在上一篇文章里说到了SAX的快速入门现在让我们来看看它的一个具体应用吧。
现在有这样的一个XML document:
- <?xml version="1.0" encoding="UTF-8"?>
- <store>
- <other_tag1 />
- <type name="book" type_id="1" />
- <other_tag3 />
- <bookstore>
- <other_tag2 />
- <address addr="Shanghai,China" />
- <other_tag4 />
- <book category="COOKING" title="Everyday Italian" author="Giada De Laurentiis" year="2005" price="30.00" />
- <book category="CHILDREN" title="Harry Potter" author="J K. Rowling" year="2005" price="29.99" />
- </bookstore>
- </store>
我们要利用SAX提取<type name="book" type_id="1" />, <address addr="Shanghai,China" />, <book/>这几个nodes的信息,我们因该怎么做呢?
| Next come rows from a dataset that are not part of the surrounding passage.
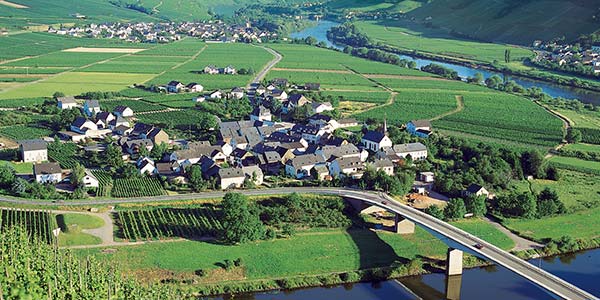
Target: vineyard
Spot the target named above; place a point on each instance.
(137, 187)
(161, 223)
(37, 224)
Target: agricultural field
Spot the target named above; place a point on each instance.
(429, 40)
(63, 59)
(162, 223)
(576, 164)
(135, 105)
(136, 187)
(410, 105)
(505, 117)
(74, 83)
(23, 132)
(327, 80)
(369, 97)
(38, 224)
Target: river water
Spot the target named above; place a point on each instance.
(320, 33)
(490, 283)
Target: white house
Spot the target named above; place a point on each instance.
(175, 86)
(89, 180)
(47, 172)
(123, 111)
(66, 102)
(375, 140)
(91, 107)
(231, 178)
(33, 150)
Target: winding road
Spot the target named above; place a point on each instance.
(467, 241)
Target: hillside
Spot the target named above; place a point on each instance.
(513, 21)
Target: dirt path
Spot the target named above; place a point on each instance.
(460, 105)
(520, 243)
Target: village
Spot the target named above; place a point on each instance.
(148, 32)
(246, 151)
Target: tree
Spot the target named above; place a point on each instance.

现在有这样的一个思路:利用SAX,当一遇到node的localName 为“type”,"address","book"的时候,就停下来抓取信息。这时候,我觉得一个方法就是在
startElement里面加上if/ else if/ else 这样的判断,这样虽然很直接明了,但是很傻,因为如果要解析的xml内容少还好,如果要抓取的信息量极大的话,那得
要多少个if/ else if/ else ?!现在我们换一个新的方法来处理这件事情:把需要追踪的元素形成一个“类似XML元素树”,例如,我们要追踪的全部元素为“store”,
“type”,"bookstore","book",树的结构为:
- store
- |
- --------------
- | |
- type bookstore
- |
- -----------
- | |
- address book
追踪的代码:
形成“XML元素树”的关键代码,这是TagTracker.java里的一部分:
- root.track("store",new StoreTracker());
- root.track("store/type",new TypeTracker());
- root.track("store/bookstore",new BookStoreTracker());
- root.track("store/bookstore/address",new AddrTracker());
- root.track("store/bookstore/book",new BookTracker());
- public void track(String tagName,TagTracker tracker) {
- int slashOffset = tagName.indexOf("/");
- if(slashOffset < 0) {
- trackers.put(tagName,tracker);
- } else if(slashOffset == 0) {
- // "/a/b" --> "a/b" and continue.
- track(tagName.substring(1),tracker);
- } else {
- String topTagName = tagName.substring(0,slashOffset);
- String remainderOfTagName = tagName.substring(slashOffset + 1);
- TagTracker child = trackers.get(topTagName);
- if(child == null) {
- child = new TagTracker();
- trackers.put(topTagName,child);
- }
- child.track(remainderOfTagName,tracker);
- }
- }
这样,在整个"root" element下有"store"节点,在“store”下有“type”和“bookstore”节点,在"bookstore"下又有“address”和"book"节点,形成了我们实际需要追踪的
“元素树”.
我们知道,SAX是通过startElement(String namespaceURI,String localName,String qName,Attributes attr)和 endElement(String namespaceURI,String qName)来获取元素的uri,localName,attributes等诸如信息的(如果要获取元素里的文本信息,需要调用characters(char[] ch,int start,int length))。每一个元素都应该有一个特定的的方法来收集这个元素的信息(包括元素里的文本信息):
而SAX的startElement和endElement方法会分别调用上述的两个方法,把namespaceURI,qName,attributes等信息传递过去
- // get information of the element "type"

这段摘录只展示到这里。